Have you heard that there's a new mountain website? Really? I must take a peak at it!
There was a salmon fisherman who was out in the ocean fishing when his boat sank. He was lucky enough to make to a deserted island where he had to survive on what he could find. When the Coastguard eventually found him, the leader noticed there was a fire pit with California Condor feathers all around. He went over to the fisherman and said, "You know, it's illegal to kill a California Condor, I'm afraid I'm going to have to arrest you." The fisherman protested for some time saying that he killed it because he was going to starve but eventually he calmed down. "Out of curiosity" the coastguard asked, "What did it taste like?" The fisherman replied, " Well, it was kind of a mix between a snowy owl and a bald eagle."
Q: What do a viola and a lawsuit have in common? A: Everyone is happy when the case is closed.
Mother: Did you enjoy the school outing, dear ? Jane: Yes, and we're going again tomorrow. Mother: Really ? Why's that ? Jane: To try and find the kids we left behind.
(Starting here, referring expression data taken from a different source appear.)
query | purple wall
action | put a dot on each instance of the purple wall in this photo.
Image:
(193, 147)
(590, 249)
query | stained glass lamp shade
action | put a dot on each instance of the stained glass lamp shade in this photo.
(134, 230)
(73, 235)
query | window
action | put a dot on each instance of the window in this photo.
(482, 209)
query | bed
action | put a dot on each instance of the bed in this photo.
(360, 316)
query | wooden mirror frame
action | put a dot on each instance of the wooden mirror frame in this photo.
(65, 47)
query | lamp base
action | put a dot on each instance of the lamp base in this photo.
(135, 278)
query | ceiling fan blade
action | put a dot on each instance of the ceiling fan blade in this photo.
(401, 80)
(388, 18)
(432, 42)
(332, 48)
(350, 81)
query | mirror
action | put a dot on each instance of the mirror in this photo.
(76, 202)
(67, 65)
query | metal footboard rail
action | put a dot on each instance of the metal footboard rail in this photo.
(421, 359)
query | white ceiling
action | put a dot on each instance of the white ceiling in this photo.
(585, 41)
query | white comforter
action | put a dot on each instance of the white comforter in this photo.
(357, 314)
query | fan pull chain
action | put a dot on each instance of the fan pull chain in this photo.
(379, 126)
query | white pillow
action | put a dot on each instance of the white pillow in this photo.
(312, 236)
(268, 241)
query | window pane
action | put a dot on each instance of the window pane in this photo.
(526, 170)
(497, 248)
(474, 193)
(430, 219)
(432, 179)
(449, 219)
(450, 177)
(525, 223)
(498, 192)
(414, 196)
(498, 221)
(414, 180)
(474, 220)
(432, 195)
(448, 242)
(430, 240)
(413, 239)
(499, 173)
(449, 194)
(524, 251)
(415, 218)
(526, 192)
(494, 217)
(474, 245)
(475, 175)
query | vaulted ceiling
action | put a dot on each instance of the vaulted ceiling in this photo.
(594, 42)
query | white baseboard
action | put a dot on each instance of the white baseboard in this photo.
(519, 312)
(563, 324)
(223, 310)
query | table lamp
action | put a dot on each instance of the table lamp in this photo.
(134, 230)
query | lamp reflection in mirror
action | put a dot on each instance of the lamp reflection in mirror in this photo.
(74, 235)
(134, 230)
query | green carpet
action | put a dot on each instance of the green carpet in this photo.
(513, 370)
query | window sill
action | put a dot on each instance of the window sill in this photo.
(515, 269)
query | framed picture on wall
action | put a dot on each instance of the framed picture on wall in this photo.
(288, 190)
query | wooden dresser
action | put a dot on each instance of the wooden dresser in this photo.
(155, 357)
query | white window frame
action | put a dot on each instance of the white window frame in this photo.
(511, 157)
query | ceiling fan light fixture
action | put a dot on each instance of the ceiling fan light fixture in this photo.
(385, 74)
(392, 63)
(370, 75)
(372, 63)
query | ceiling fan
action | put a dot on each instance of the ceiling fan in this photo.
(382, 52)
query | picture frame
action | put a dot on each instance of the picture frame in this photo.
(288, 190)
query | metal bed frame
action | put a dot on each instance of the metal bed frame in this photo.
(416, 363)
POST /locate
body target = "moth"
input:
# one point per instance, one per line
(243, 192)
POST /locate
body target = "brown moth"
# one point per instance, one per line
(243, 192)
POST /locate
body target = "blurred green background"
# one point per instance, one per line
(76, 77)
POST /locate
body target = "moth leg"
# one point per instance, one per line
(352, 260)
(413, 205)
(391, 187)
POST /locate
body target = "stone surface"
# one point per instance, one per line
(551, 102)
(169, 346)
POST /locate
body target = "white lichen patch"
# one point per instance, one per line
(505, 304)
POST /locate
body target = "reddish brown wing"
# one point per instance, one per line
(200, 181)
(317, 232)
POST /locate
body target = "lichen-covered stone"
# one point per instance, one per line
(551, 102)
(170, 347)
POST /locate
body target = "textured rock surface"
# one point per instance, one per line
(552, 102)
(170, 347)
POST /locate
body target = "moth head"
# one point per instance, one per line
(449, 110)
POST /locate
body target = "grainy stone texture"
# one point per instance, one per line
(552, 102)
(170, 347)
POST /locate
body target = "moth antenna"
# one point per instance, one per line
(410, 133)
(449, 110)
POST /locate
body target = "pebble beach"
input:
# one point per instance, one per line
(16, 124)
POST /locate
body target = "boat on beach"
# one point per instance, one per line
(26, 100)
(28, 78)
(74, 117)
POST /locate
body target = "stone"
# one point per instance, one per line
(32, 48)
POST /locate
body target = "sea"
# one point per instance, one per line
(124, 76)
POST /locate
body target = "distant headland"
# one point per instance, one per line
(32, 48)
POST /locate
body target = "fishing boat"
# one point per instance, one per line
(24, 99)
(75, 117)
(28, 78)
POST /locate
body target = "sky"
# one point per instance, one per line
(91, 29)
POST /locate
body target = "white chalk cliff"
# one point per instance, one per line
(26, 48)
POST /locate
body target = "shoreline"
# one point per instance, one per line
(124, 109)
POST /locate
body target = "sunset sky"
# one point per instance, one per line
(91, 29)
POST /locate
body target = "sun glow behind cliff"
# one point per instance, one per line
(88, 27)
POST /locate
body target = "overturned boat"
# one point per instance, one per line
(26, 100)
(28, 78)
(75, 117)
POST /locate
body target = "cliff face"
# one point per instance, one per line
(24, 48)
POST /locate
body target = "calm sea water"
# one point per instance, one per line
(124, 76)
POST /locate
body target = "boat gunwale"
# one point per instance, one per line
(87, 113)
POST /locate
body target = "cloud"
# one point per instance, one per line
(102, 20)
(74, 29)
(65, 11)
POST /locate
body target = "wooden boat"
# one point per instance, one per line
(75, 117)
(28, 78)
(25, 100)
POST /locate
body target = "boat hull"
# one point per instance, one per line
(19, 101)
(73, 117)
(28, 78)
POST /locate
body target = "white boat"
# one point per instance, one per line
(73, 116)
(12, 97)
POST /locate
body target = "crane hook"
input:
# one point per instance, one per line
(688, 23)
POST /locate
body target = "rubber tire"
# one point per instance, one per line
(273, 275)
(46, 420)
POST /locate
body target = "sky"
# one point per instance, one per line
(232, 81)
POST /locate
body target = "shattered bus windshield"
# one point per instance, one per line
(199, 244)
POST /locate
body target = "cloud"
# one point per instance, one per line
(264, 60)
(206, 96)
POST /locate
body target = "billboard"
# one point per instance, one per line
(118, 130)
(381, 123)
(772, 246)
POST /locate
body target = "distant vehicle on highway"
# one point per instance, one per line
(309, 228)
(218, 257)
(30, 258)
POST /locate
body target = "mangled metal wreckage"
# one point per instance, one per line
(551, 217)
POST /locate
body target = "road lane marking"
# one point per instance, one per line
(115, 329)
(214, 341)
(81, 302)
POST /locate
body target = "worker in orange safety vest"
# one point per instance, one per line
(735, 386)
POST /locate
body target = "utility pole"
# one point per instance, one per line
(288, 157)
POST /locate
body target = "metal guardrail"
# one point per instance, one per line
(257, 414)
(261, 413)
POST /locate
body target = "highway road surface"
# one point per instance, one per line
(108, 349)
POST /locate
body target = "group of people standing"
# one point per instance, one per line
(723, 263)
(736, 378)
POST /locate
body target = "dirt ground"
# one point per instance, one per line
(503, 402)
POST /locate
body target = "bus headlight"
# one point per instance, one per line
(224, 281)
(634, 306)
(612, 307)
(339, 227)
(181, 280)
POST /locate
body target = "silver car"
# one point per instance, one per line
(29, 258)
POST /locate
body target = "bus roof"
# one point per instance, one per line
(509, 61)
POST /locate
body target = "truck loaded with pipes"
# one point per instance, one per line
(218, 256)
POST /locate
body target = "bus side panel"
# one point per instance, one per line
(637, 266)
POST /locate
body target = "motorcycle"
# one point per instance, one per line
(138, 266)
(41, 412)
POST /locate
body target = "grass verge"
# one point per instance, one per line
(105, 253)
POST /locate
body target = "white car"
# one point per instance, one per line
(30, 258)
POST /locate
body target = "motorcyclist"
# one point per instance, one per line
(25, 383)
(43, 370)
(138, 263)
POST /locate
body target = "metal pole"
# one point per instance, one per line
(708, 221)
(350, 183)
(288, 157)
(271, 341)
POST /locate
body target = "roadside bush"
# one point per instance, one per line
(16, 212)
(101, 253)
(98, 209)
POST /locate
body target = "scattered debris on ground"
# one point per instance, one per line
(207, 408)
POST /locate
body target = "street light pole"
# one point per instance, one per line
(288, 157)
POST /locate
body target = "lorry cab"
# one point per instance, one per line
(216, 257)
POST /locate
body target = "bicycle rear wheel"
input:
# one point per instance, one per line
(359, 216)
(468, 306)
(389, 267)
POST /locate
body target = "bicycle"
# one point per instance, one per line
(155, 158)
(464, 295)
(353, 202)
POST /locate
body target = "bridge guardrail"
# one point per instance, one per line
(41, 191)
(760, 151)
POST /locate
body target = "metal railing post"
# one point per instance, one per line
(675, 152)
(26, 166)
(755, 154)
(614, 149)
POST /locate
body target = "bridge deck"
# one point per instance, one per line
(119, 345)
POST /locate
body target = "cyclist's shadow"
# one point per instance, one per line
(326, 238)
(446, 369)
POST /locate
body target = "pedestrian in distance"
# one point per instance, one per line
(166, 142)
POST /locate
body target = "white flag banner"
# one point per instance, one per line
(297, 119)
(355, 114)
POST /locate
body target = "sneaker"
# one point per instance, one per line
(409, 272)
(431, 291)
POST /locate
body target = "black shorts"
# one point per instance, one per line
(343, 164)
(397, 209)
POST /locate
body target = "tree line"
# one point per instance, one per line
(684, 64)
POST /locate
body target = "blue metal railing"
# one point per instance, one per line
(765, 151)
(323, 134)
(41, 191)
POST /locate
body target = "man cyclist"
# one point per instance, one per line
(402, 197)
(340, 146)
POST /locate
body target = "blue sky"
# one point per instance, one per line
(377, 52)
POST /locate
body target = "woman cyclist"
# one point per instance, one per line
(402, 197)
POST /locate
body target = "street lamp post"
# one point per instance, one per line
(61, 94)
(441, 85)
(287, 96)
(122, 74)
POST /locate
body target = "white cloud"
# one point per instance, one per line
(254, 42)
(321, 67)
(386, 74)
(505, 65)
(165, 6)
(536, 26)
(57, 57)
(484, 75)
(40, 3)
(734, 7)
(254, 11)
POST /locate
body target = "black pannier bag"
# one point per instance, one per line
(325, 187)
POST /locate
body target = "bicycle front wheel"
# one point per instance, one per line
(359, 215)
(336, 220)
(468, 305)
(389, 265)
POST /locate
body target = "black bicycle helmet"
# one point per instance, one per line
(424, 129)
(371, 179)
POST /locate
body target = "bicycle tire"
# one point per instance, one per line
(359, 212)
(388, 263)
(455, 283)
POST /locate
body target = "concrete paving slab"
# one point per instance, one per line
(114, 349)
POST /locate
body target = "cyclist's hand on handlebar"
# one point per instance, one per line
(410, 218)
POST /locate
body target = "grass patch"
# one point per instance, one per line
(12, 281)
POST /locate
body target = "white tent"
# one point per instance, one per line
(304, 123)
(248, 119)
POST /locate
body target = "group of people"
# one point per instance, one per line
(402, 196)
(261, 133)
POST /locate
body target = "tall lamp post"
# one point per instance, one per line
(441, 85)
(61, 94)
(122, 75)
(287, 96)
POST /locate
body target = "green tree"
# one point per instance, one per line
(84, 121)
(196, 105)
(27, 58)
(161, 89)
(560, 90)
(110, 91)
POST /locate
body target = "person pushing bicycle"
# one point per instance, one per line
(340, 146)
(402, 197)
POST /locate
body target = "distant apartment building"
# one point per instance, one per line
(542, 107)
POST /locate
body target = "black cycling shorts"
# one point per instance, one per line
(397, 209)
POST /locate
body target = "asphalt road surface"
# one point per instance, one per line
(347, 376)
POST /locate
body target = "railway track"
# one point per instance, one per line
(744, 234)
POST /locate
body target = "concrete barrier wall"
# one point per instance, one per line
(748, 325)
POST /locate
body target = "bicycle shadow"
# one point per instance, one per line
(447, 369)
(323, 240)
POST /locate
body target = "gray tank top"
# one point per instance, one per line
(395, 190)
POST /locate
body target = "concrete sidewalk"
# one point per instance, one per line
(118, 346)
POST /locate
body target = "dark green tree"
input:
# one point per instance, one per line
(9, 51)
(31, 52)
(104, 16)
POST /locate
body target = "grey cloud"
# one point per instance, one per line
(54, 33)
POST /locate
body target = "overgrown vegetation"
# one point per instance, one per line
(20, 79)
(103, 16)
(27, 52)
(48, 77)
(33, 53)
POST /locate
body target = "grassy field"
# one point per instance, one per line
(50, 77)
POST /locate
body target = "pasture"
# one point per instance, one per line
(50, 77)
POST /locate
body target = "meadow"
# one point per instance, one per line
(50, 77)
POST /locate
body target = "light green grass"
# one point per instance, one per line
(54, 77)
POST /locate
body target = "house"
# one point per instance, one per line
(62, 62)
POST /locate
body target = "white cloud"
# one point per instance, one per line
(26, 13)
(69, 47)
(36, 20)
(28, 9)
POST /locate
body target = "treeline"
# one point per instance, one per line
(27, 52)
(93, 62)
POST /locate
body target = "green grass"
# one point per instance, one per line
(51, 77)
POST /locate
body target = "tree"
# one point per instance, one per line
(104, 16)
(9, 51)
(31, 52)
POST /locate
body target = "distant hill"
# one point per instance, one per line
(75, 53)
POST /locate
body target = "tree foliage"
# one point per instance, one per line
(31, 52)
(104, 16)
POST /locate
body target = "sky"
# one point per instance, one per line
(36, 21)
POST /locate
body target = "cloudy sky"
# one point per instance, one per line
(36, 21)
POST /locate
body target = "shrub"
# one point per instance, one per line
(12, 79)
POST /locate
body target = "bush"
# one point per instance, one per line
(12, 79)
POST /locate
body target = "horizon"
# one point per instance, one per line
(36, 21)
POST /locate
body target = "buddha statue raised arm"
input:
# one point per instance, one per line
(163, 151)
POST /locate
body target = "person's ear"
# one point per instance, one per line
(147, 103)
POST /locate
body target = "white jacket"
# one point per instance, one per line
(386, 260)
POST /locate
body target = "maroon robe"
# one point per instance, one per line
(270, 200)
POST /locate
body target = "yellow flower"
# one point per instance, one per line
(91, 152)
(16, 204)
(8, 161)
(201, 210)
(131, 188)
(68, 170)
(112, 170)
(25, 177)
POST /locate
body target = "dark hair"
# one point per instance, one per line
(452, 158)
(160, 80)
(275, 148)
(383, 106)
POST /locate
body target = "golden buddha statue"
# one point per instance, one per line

A solider stationed in the South Pacific wrote to his wife in the States to please send him a harmonica to occupy his free time and keep his mind off of the local women. The wife complied and sent the best one she could find, along with several dozen lesson and music books. Rotated back home, he rushed to their home and through the front door. "Oh darling" he gushed, "Come here. Let me look at you. Let me hold you! Let's have a fine dinner out, then make love all night. I've missed your lovin' so much." The wife, keeping her distance, said, "All in good time lover. First, let's hear you play that harmonica."
Q. Who was the greatest financieer in the Bible? A. Noah. He was floating his stock while everyone else was in liquidation.
What do you get if you cross a phone with a birthday celebration? A party line!
What's yellow and flashes? A banana with a loose connection.
What dog has money? A bloodhound, because he is always picking up scents (cents).
If you had a million dollars and gave away one quarter, and another quarter, and then another quarter, how much would you have left? A million dollars minus 75 cents.
A redhead, a brunette and a blonde all escape from a prison together. They run into the nearby woods and all climb up seperate trees. When the police find the redheads tree and ask who is up there, the redhead chirps like a bird. Then the police go to the brunette's tree. When they ask who is up there, the brunette makes chipmunk noises. Finally, when the police go to the blonde's tree and ask who is up there, the blonde goes,"MOOOOOOOOOO!"
What did they call Dracula when he won the league? The champire!
SIX PHASES OF THE MONTH IN NAVY RECRUITING 1. ENTHUSIASM 2. DISILUSIONMENT 3. PANIC 4. SEARCH FOR THE GUILTY 5. PUNISHMENT OF THE INNOCENT 6. PRAISE AND HONORS FOR THE NON-PARTICIPANTS
One day there were these three boys walking down the street, all of a sudden they heard a yell: 'HELP! HELP!' When the boys got to the noise they saw Bill Clinton in a lake drowning. The three boys saved him from drowning. Bill Clinton asks the first boy how he could ever repay him. The boy said, 'I want a boat.' The second boy said 'I want a truck.' And the third boy said, 'I want three tombstones with are names all on them.' Bill Clinton said, 'why is that son?' The little boy said, 'because when my Dad finds out that we saved you, he is going to kill us all!'
What did the slug say as he slipped down the window very fast? How slime flies!
How do sheep keep warm in winter ? Central bleating !
A man took his Rottweiler to the vet and said to him, "My dogs cross-eyed. Is there anything you can do for it?" "Well," said the vet "let's have a look at him" The vet picks the dog up by the ears and has a good look at its eyes. "Well," says the vet "I'm going to have to put him down." "Just because he's cross-eyed?" say's the man. "No, because he's heavy," says the vet.
Did you hear about the stupid woodworm? He was found in a brick.
I use the internet to tell me what the weather's like. How do you do that? I carry my laptop outside and if it gets wet, I know it's raining!
When the employees of a restaurant attended a fire safety seminar, they watched a fire official demonstrate the proper way to operate an extinguisher. "Pull the pin like a hand grenade," he explained, "then depress the trigger to release the foam." Later an employee was selected to extinguish a controlled fire in the parking lot. In her nervousness, she forgot to pull the pin. The instructor hinted, "Like a hand grenade, remember?" In a burst of confidence she pulled the pin -- and hurled the extinguisher at the blaze.